Seriously, I've discovered what I'm calling The Lost Boy running through my work -- and through my life. It's pretty scary. This started clear back in kindergarten. I made my best friend there, and he was a bright little boy, a sweetheart, a wonderful kid. And we were best friends for years. Then the story diverges. If you asked him what happened, he'd probably tell you he found out he wasn't as smart as me, couldn't keep up. And that may be true. It may be part of the story. But if I asked him what happened, he'd admit that he couldn't stand being The Smart Kid any more. He couldn't stand what They did to him, or what he did to himself over it. And he started drinking pretty seriously.

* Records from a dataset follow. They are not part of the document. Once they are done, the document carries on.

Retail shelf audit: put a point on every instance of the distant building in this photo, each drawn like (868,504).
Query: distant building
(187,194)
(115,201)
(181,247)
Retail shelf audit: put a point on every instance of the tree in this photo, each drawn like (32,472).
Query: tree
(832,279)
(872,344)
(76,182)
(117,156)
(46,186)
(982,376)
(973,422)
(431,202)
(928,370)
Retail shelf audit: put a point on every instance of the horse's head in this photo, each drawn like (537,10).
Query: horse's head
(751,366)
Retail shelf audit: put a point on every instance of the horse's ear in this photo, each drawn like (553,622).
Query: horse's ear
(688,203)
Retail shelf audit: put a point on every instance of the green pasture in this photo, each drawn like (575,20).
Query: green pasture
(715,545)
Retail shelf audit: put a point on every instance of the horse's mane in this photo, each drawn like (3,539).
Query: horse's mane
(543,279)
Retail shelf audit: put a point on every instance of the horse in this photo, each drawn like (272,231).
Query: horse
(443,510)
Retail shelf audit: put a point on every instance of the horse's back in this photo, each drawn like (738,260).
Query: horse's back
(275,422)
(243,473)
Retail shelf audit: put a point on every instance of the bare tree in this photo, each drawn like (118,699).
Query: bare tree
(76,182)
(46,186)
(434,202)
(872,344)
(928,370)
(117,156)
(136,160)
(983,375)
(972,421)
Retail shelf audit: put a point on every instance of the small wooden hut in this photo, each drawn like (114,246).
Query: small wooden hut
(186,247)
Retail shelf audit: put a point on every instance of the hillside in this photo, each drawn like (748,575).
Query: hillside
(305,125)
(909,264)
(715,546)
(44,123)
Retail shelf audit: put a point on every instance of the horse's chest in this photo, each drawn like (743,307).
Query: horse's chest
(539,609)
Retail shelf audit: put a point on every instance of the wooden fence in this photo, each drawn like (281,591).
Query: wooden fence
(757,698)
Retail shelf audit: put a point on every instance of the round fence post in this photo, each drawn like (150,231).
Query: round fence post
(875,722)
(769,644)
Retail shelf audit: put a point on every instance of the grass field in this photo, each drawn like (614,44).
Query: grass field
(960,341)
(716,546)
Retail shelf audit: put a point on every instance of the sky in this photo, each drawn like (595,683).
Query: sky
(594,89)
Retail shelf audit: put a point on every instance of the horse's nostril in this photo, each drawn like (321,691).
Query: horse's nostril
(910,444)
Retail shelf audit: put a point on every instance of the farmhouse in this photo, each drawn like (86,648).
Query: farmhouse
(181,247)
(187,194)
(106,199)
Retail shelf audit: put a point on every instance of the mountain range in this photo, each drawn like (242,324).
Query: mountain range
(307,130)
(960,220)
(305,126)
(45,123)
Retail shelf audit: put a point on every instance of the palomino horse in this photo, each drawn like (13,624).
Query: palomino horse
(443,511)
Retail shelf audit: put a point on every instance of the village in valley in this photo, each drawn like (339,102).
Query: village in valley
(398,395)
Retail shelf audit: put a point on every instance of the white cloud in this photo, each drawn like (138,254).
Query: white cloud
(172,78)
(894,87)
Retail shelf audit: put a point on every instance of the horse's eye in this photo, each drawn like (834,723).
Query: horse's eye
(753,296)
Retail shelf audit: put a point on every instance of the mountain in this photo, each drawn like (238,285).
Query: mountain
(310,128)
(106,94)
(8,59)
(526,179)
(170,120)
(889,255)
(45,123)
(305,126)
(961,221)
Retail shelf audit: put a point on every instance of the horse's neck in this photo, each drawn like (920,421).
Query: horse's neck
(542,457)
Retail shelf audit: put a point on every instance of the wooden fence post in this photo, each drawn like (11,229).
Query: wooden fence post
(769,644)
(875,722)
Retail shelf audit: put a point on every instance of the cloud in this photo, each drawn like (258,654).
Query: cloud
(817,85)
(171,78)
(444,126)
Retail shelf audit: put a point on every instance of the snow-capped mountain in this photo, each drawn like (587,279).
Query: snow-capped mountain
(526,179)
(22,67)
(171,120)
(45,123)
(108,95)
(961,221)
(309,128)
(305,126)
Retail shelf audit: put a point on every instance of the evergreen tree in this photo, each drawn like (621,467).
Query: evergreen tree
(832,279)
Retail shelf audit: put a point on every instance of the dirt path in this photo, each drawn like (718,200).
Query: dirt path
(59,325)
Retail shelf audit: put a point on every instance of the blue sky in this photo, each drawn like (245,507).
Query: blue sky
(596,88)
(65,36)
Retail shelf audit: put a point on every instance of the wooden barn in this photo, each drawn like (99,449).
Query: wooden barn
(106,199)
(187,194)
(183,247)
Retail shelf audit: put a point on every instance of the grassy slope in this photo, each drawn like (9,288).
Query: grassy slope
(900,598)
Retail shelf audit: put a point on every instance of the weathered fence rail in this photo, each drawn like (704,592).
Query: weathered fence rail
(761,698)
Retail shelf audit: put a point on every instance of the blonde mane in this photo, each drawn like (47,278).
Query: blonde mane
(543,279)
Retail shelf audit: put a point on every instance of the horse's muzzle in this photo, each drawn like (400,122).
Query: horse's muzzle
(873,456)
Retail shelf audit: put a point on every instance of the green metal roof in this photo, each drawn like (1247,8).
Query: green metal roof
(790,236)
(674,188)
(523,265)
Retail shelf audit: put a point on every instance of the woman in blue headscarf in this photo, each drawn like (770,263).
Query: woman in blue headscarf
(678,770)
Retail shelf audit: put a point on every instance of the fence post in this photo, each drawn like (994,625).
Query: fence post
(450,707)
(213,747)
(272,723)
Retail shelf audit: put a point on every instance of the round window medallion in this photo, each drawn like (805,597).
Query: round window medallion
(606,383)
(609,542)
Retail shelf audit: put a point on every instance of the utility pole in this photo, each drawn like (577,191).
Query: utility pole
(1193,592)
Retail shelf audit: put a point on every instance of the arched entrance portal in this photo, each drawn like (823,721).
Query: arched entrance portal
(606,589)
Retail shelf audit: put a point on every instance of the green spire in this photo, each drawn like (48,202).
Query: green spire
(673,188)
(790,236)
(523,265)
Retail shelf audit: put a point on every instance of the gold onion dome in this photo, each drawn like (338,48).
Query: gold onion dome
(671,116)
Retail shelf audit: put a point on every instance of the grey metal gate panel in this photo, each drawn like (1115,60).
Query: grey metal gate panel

I think he was barely twelve.

My folks and I had moved away for that year, so instead of watching him train-wreck himself on the scene, I got to watch it in short bursts, as if through a strobe light. That did not make it easier. And I was twelve and confused and didn't know how to help. When we moved back, he talked to me a couple of times and then started ignoring me. He had been the only person my own age I could rely upon.

He's got himself cleaned up and his life is pretty well back together now, but he still plays dumb. Nobody who meets him now would choose "smart" as one of their first words to describe him -- and yet he's still "on" in there, and he knows I know it. He's built his life so that he doesn't have to be smart, but he still is. And every time I talk to him, there's a little part of my brain that has not yet given up hope that he's going to start letting people see what he really is. Or what he really was, I don't know. Somebody besides me should be allowed to know this guy, and it hurts to know that he's not letting very many people do so, if any at all.

So did I leave it there? Heck no! Not me! I went around finding many other such friends, most of whom had had their train-wreck times before I got there. And then I proceed to break my heart over what they are and what they could be. Some of them still make me cry. Does this stop me? Hasn't yet. Evidently I'm drawn to Lost Boys (some of whom are girls), and evidently I need to write stories for them, about them, at them. I'm not sure this is a good thing, but it's what is.

I think it's unfair of me to do this, but I haven't been able to help it.

Lately, my new friends have been (!!!) actual grown-ups. Which does not mean that they're always happy with themselves or their lives. But it does mean that I can accept them for what they are and deal with what they are and not rail at what they are not but could have been. That's the theory, anyway. But I'm not stuck on the idea of making friends older than myself forever. I think it'll probably happen again. And again.

Ah well. At least the stories feel different while I'm writing them. And nobody has complained about their similarities yet.